As a writer, it's your job to provide a vicarious experience to your reader. The only way you'll be able to do this successfully is by stimulating your reader's imagination. Not by bombarding her with too many details in one go, but by gradually drawing her into your story or essay using descriptions.

Avoid abstract and general words. Don't just say that a girl is beautiful. Instead, describe her beauty. Maybe she has large, dark chocolate-colored eyes with long lashes and wing-tipped brows.

When using description, you're not working with just one sense, seeing. Stimulate your reader's other senses -- sound, touch, taste and scent.

So don't just say the music is loud, the concrete rough, the tea bitter, or the air foul.

One descriptive device you can use is comparison and contrast.
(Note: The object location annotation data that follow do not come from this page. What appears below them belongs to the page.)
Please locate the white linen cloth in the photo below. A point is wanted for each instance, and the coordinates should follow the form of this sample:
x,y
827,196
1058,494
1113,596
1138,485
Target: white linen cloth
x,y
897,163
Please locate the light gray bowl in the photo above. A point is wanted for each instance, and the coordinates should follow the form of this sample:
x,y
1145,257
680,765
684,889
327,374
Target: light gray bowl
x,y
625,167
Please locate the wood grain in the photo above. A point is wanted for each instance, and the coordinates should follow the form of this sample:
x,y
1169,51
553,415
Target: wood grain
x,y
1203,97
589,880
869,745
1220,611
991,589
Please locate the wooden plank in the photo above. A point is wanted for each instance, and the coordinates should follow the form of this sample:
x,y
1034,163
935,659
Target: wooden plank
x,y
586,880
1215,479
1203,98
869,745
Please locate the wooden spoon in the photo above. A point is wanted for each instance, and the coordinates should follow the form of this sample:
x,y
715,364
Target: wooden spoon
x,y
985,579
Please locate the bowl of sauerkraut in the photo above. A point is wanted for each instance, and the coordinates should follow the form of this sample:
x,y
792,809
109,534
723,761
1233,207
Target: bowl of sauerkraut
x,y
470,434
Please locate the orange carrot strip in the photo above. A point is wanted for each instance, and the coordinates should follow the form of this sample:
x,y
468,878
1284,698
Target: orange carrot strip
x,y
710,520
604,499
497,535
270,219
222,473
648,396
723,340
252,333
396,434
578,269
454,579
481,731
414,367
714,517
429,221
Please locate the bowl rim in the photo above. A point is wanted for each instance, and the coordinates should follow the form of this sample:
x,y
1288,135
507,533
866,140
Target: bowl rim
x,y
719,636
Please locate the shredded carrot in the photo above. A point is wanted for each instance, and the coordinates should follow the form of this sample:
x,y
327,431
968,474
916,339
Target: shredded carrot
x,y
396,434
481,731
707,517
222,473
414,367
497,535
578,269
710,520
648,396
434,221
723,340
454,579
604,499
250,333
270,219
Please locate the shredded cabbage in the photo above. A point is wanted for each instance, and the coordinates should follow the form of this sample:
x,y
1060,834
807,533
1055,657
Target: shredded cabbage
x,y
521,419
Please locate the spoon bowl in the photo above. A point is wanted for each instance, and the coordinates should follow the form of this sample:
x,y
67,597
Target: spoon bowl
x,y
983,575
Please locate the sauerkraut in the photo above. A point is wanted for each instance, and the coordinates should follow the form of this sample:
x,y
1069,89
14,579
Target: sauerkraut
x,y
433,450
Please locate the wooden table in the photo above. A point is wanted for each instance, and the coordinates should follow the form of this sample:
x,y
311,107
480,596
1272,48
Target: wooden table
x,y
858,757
Compare or contrast something foreign with something your reader is familiar with. For example, "A calamansi fruit tastes like orange but it's less sweet and more sour."

Another thing you can do to be more descriptive is to give "life" to inanimate objects, abstracts, or animals in your story or essay. Give them human characteristics. Onomatopoetic words come in handy. These are words whose sounds imitate the sound they describe. Examples are buzz, whir, sigh, bang, and murmur.

Use fresh words in your descriptions. Forget about writing, "They walked slowly to the park." Just how slowly did they walk? Did they trudge? Did they drag they feet?

Remember, if you want your reader to experience the same thing you've experienced - or experience something you've imagined - write and describe it well.

Now it's your turn. Turn these bland sentences into sentences that ooze with descriptive words. Make your reader see, feel, taste, hear or smell them just by reading your descriptions.

  1. The song began.
  2. A police car went by.
  3. The pie was tart.
  4. A little boy stood still.
  5. Her hands were rough.
Now try writing a paragraph or two using these prompts to guide you. Be descriptive.
  1. Look out your window. What do you see?
  2. Describe yourself when you were between 5 and 8 years old.
  3. Close your eyes and imagine you're in a room full of people. You're the only blind person there. Describe the room and the people in your mind.
  4. You've gone to a carnival before, right? Write what it looks like. Imagine you'll read your description to a blind child.
  5. Choose 12 small objects in your house. Put them all in a box. Without looking inside the box, touch each object one by one. Hold each object for 3-5 minutes, then describe what that object is.